「夫婦観」をアップデートせよ――添い遂げる美徳より、今ベストを尽くすこと:人生100年時代の「結婚」とは(1/5 ページ)
今、われわれは「夫婦観」をあらためて問い直し、アップデートすべき過渡期にいる。公私ともにパートナーとして人生を歩むCRAZYの二人への取材を通して、これからの時代における「夫婦観」を考えたい。
情報格差、所得格差、働き方格差……。テクノロジーの高度化などを背景に、時代の変化するスピード、激しさが増すうち、人びとの間でさまざまな格差、分断が生まれ、それを埋めること、埋めるために必要なすり合わせをすることがますます難しくなってきたように感じられます。
それは、親と子どものような世代間だけでなく、「夫婦間」でも同じではないでしょうか? 変化のスピードが加速し、夫・妻、それぞれ「個人」にとって、多くの転機が訪れるようになり、二人がいつまでも同じ方角を向き続けるのは、現実的ではないかもしれません。
また最近では、結婚せず、独身でいたとしても、共同生活、シェアリングエコノミーなどで、生活上の多くの負担を減らすことができるようにもなってきました。「子どもを持たない」という選択肢に対しても、少しずつではあるものの社会は寛容になりつつあります。
私たちは今、自らの「夫婦観」をあらためて問い直し、アップデートすべき、過渡期にいます。
そこで今回は、オーダーメイドウェディングを手掛けるCRAZY WEDDING代表取締役社長の森山和彦さんと、その妻であり、CRAZY WEDDING創業者・BRAND MANAGERを務める山川咲さんを取材。仕事柄、多くのカップルと接し、また、公私ともにパートナーとして人生を歩む二人の話を通して、これからの時代における「夫婦観」を考えます。
結婚することに何の疑いも持たない時代だった
――まず、二人の出会いと結婚に至るまでの経緯を伺えますか。
(左)CRAZY BRAND MANAGER 山川咲。2006年に入社した人材系コンサルティング会社にて人事新卒採用責任者として活躍。数々のプロジェクトやイベントを立ち上げ、メディアの注目を浴びる。2011年、同社を退職。オーストラリアでの2カ月間の旅を経て、完全オーダーメイドのCRAZY WEDDINGを創業。ウエディングで業界に革新をもたらし、16年5月には毎日放送「情熱大陸」に出演。

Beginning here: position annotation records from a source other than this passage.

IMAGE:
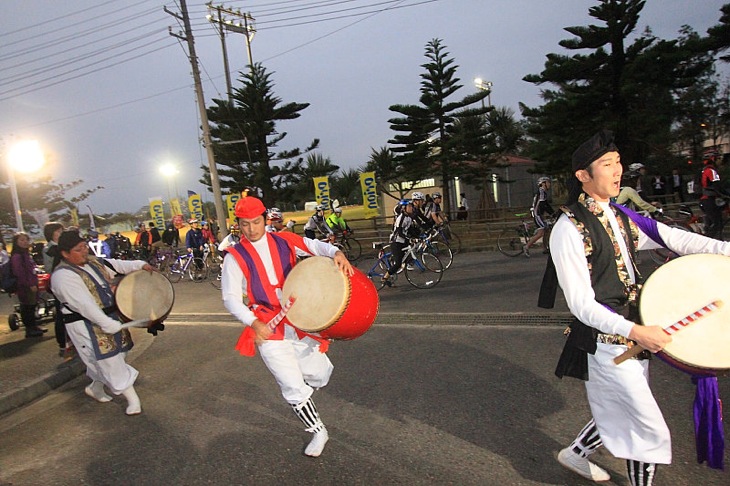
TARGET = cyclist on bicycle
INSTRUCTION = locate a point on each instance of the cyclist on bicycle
(418, 200)
(404, 228)
(432, 209)
(337, 223)
(316, 224)
(275, 221)
(234, 236)
(542, 212)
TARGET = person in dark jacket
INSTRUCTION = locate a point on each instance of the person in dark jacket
(23, 268)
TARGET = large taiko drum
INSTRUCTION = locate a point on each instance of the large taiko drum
(144, 295)
(678, 289)
(328, 302)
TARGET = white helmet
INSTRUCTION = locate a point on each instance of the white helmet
(636, 166)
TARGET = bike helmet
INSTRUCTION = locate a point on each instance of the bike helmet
(636, 166)
(275, 215)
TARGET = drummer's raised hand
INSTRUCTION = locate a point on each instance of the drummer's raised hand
(343, 264)
(652, 338)
(262, 331)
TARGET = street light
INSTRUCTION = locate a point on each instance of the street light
(169, 171)
(484, 86)
(25, 156)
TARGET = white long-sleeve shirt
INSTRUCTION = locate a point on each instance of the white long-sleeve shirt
(568, 254)
(69, 289)
(233, 281)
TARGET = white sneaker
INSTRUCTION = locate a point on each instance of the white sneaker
(581, 465)
(316, 445)
(96, 391)
(134, 406)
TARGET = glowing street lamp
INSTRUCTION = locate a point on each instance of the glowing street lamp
(484, 86)
(25, 156)
(169, 171)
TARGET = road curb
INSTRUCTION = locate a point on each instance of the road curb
(66, 372)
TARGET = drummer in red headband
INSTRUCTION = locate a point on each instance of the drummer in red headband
(593, 247)
(256, 267)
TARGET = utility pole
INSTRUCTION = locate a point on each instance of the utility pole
(227, 69)
(248, 27)
(214, 180)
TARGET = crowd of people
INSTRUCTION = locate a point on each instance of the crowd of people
(593, 241)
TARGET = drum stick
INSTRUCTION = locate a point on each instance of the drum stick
(282, 313)
(677, 326)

その後、産休・育休を経てIWAI OMOTESANDOの立ち上げに携わる。著書に『幸せをつくるシゴト』(講談社)がある (右)CRAZY 代表取締役社長 森山和彦。人材コンサルティング会社での6年半の勤務を経て、2012年7月に株式会社CRAZYを創業。同社のビジネスを成長させながら、全社員で1カ月休んで世界一周など、独自の組織運営を実践。18年「働きがいのある会社」および「働きがいのある会社 女性ランキング」初エントリーにてダブル受賞するなど、ユニークな経営手法が注目される
森山: もともと、咲とは新卒で入った会社の同僚で、僕が先輩で咲が後輩という関係。僕は当時23歳で彼女がいましたが、結婚願望はあまりなく「40歳くらいで20代の子と結婚したいな」くらいに思っていたんです。だけど、3カ月間、咲とチームで仕事をして、自分と違う価値観や世界で生きている彼女に惹(ひ)かれるようになって。「彼女となら面白い人生になりそう。結婚もいいかもな」って思えるようになり、8カ月くらい経(た)って付き合い始めました。
山川: 私はメンクイなので、こういう顔の人と付き合うのは想定外だったんですよ(笑)。でも、すっごく仲が良くて。この人は上司というより「チームのお父さん」。それまで私は、どんなに仕事で結果を出しても焦燥感に駆られてばかりで、自分を否定するタイプでした。だけど、森ちゃんと会った時に「咲ちゃんの人生って本当にすばらしいよ」って、人生を丸ごと肯定してくれる感じがあって。「この人とだったら自分の人生、これでよかったと思えそうだ」って感じたんです。
――当時はどういう思いで結婚したのでしょうか?
山川: どういう思い……私たちが結婚したのは10年前なんですが、あのころは「結婚する」っていうこと自体に何の疑いも持たなかった。私は付き合ったら結婚したい人だったし、結婚式だってしたかったし。
森山: 僕はもともと、結婚願望が一切なかったんですが、今思うとおそらく何も考えてなかったんだと思います。「結婚」って言われてもリアルに感じられないし、自分がよく知る夫婦って自分の親くらいしかいないので、「じゃあ、親と同じことをしたい?」ってなった時に、そうじゃないな、とも。それでも、こういう出会いがあった時に自分はどう考えるかですよね。咲とは価値観は違うんだけど、一緒にいるだけでとにかく楽しかった。